We also found that cumulative administration of medetomidine, an α2-AR receptor agonist, dose-dependently decreased EUS activity during abdominal compression by 82% while inhibition of α2-ARs by idazoxan conversely increased EUS activity by 64%. These results indicate that α2-ARs are activated to suppress the spinal urethral continence reflex that increases EUS activity during abdominal pressure increases. Thus, we further examined the relationship between α2-ARs and glutamatergic mechanisms in the control of the urethral continence reflex. Administration of idazoxan increased EUS activity by 64%, and the idazoxan-induced increase in EUS activity was abolished by subsequent application of MK-801. However, administration of idazoxan following MK-801 did not increase EUS activity decreased by MK-801. These results suggest that the α2-AR-mediated inhibitory effect may be mediated by suppression of glutamatergic mechanisms. Thus it seems reasonable to assume that α2-ARs also regulate the release of glutamate in the spinal cord to modulate the pelvic-to-pudendal spinal reflex induced in Valsalva-like stress conditions. Therefore, the use of α2-AR antagonists, which increase EUS activity during abdominal pressure increases, could be an alternative modality for the treatment of SUI. In addition, to the best of our knowledge, these results confirmed for the first time the interrelationship between α2-ARs and glutamate systems in the pelvic-to-pudendal spinal continence reflex.12
Duloxetine, a 5-HT and NE reuptake inhibitor, has demonstrated clinical efficacy in the treatment of SUI.13 Danuser et al.1 previously demonstrated that modulation of somatic reflex pathways to the lower urinary tract in cats by NE reuptake inhibition caused activation of not only facilitatory α1-ARs, but also inhibitory α2-ARs in the spinal cord. We have also recently reported that the enhancing effects of duloxetine on the urethral continence reflex during sneezing were mainly mediated by activation of α1-ARs in the spinal cord although α2-AR-mediated inhibition by duloxetine was only observed when both α1-ARs and 5-HT receptors were suppressed in rats.5 Our recent study has also shown that the enhancing effects of duloxetine on the urethral continence reflex induced by abdominal wall compression can be increased by simultaneous application of idazoxan, an α2-AR antagonist.12 Therefore, combined applications of 5-HT/NE reuptake inhibitors and α2-AR antagonists could be more effective for the treatment of SUI than the single drug therapy.

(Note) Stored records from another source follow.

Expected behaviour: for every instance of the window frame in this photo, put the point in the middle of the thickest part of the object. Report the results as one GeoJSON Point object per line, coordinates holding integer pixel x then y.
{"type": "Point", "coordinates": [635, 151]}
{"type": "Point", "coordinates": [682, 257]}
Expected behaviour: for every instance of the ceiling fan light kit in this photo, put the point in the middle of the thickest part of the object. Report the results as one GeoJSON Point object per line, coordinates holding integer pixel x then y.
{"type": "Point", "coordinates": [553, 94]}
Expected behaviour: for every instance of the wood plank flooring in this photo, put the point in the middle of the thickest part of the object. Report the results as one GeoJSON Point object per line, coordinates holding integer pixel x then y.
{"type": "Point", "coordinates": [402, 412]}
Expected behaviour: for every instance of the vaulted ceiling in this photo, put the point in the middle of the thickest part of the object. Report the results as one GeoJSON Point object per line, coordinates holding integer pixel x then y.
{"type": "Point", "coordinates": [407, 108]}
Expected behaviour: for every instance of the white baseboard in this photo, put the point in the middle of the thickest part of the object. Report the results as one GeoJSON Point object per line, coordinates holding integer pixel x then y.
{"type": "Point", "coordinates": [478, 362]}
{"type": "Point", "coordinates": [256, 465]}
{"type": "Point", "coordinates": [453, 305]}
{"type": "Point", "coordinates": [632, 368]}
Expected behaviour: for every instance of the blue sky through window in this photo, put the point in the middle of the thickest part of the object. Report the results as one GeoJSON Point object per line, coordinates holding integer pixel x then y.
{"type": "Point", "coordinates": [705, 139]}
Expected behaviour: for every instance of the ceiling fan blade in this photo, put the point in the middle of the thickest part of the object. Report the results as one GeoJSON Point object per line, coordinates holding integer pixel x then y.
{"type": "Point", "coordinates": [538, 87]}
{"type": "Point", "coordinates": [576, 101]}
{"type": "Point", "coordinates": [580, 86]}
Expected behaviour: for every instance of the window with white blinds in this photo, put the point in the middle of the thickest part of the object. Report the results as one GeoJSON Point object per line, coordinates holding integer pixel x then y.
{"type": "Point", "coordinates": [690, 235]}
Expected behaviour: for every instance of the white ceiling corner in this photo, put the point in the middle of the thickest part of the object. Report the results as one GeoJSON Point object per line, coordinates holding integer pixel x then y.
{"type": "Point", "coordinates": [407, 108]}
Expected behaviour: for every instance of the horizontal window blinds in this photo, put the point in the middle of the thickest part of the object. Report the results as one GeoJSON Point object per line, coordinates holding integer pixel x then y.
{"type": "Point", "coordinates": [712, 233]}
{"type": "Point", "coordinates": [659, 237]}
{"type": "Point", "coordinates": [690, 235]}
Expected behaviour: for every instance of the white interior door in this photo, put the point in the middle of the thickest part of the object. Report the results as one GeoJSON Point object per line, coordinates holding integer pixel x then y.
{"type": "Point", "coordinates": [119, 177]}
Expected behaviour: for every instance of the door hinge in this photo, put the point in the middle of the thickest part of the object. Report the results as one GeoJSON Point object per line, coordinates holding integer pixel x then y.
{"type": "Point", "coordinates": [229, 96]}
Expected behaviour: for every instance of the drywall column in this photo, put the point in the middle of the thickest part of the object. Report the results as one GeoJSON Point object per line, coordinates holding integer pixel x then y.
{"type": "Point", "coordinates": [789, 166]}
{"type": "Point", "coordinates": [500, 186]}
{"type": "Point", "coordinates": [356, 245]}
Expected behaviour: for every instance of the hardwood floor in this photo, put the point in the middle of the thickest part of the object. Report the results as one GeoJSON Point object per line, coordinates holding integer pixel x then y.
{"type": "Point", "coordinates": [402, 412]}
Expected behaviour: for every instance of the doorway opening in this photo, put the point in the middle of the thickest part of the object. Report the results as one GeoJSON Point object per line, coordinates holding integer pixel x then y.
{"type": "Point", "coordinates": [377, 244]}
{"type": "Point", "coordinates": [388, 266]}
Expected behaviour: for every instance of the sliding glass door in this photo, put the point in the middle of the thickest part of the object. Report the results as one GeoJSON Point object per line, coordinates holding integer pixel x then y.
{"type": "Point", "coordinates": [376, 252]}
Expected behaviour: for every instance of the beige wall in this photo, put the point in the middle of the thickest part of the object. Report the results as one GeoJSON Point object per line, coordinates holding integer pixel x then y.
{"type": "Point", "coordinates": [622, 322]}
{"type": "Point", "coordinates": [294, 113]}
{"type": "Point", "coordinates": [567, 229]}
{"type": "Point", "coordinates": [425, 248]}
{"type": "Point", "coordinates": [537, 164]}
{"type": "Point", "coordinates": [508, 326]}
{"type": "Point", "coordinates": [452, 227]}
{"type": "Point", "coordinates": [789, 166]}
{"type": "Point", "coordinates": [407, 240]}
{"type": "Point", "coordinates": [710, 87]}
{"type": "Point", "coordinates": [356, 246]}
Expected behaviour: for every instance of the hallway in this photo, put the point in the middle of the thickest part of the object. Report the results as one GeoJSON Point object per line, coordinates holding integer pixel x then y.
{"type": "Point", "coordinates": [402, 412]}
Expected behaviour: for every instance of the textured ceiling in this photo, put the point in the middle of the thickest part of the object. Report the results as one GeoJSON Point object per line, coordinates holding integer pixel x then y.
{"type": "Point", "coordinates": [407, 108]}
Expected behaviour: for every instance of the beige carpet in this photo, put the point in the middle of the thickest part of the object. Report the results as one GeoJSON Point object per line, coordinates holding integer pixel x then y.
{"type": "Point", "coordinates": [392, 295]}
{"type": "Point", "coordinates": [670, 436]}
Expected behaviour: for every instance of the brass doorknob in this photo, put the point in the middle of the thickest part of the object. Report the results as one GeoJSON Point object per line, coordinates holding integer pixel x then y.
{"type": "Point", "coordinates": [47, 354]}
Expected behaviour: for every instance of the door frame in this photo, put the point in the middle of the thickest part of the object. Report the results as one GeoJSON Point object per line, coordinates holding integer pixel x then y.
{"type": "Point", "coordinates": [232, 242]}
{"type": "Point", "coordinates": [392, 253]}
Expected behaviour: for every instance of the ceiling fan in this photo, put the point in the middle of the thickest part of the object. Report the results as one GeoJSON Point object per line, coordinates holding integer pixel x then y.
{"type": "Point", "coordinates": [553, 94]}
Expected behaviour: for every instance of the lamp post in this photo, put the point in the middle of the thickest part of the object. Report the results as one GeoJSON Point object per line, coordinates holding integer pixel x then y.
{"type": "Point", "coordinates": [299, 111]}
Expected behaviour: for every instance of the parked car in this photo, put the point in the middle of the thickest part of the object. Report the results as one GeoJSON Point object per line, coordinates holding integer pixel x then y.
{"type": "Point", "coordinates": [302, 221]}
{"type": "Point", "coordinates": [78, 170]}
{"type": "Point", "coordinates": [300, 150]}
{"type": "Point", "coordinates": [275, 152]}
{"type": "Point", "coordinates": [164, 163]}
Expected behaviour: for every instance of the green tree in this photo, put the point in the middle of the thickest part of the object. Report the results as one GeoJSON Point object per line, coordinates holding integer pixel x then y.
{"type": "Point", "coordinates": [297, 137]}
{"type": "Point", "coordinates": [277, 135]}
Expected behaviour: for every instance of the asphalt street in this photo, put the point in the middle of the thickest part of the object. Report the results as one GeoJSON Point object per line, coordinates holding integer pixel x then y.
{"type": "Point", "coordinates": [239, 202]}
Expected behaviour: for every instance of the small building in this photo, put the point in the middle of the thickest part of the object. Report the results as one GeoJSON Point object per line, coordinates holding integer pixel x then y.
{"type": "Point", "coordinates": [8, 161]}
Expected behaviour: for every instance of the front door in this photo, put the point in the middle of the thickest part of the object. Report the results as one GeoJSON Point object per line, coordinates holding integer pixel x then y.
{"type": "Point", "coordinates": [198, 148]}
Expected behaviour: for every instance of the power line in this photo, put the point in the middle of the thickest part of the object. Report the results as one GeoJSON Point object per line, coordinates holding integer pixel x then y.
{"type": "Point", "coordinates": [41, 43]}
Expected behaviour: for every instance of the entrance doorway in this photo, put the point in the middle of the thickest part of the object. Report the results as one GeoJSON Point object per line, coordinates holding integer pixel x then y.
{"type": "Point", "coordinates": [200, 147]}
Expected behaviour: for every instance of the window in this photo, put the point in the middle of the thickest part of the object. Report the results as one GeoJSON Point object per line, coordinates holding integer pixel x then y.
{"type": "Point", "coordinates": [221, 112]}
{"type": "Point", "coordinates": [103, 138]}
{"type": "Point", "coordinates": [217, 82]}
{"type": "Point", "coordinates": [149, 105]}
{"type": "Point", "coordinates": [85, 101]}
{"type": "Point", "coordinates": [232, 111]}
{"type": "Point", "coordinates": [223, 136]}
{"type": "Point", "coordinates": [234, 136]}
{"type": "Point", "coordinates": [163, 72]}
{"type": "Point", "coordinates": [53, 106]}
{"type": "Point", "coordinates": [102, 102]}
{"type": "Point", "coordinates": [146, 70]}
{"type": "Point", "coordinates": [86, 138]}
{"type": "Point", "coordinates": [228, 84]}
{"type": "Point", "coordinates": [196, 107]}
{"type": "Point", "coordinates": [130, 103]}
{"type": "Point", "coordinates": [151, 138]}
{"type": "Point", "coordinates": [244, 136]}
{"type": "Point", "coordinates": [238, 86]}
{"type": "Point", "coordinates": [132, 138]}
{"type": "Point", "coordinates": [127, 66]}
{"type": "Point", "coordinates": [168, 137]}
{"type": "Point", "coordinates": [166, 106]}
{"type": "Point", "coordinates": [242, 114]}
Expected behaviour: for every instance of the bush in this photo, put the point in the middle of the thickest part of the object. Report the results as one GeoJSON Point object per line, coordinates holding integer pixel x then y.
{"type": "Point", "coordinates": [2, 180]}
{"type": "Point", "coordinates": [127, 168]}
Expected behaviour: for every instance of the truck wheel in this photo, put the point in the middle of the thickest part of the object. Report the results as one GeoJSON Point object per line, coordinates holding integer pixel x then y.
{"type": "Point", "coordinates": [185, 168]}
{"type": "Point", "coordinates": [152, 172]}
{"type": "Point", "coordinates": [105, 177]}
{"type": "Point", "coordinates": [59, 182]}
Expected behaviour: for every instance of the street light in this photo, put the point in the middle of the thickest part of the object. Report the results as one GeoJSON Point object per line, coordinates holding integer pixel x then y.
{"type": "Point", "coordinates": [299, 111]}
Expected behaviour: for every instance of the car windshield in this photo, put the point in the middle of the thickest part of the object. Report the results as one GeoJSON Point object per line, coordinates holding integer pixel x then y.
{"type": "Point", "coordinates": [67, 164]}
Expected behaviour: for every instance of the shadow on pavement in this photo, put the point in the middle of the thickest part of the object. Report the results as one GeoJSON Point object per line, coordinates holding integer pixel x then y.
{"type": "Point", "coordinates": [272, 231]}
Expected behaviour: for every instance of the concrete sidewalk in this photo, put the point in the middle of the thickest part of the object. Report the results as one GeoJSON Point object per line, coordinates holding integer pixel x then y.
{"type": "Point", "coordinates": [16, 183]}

Our recent studies provide the evidence that glutamate is the major excitatory neurotransmitter in the pelvic-to-pudendal spinal reflex induced in Valsalva-like stress conditions. Since α2-ARs can inhibit the release of glutamate presynaptically in the spinal cord, α2-AR antagonists would be useful as an alternative treatment of SUI. In addition, α2-AR antagonists could enhance the therapeutic effects of 5-HT/NE reuptake inhibitors by blocking the inhibitory effects of duloxetine mediated via α2-AR activation.